Using a hollow log as a megaphone to amplify their voices, they convince Scrooge that a magic gnome controls the golden flow, and that Scrooge must be generous to the needy in order to deserve the gold. Scrooge, completely convinced, starts looking for strangers to be generous with, only finding a disguised Donald asking for the sum equivalent to the promised donation. Several funny situations follow, including a flow of frogs down the waterfall into a hopeful Scrooge holding a pan, when the ducks are unable to open the gold flow into the stream.

While the ducks realize they might have rendered the hot spring useless by their attempts to control it and lose their hope to swindle Scrooge, he quietly reflects that his attempts on generosity were not sincere but a "bribe" to the gnome in order to obtain profit from the golden river. He then sees one of the ducklings catching firewood (just like he used to do as a child), and touched by this scene he runs to him and states to the stunned duck family that he will build the club himself, instead of just donating a small sum.

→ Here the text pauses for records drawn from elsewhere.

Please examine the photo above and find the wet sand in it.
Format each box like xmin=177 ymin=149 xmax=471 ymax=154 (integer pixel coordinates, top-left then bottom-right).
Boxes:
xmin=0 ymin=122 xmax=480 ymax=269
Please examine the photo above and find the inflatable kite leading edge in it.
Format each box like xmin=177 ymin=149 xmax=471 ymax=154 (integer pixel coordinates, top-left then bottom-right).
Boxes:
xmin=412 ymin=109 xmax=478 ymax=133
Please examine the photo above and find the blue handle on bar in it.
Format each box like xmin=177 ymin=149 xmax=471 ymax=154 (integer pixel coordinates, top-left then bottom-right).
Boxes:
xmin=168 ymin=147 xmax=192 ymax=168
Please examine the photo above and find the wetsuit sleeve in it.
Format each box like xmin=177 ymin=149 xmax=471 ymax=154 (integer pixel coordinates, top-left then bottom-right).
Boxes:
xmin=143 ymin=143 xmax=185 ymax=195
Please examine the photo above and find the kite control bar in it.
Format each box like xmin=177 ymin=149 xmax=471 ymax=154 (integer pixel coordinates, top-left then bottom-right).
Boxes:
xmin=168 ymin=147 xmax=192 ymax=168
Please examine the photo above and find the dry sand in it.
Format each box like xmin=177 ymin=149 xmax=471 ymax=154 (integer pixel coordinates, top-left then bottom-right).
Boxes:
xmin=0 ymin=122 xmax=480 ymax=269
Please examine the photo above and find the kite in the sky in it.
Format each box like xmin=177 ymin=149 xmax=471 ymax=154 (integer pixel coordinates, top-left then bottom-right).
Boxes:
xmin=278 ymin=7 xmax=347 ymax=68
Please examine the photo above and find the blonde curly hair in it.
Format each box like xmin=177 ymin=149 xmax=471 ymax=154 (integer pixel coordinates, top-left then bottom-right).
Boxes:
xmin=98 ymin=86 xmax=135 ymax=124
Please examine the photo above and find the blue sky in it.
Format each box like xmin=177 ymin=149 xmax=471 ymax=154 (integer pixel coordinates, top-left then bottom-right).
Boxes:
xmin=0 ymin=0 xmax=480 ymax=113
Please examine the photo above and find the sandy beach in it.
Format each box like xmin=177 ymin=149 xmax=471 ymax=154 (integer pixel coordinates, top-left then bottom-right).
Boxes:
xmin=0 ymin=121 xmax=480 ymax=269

At this moment, to the surprise of all (but Scrooge) the waterfall starts to pour gold again. As the nephews race into it with pans, trying to explain Scrooge about the physics of the phenomenon, he calmly states that he believes (opposite to his former cynic and logic behavior) the gold stream to be controlled by the Gnome King, who will keep it flowing as long as he is generous to children.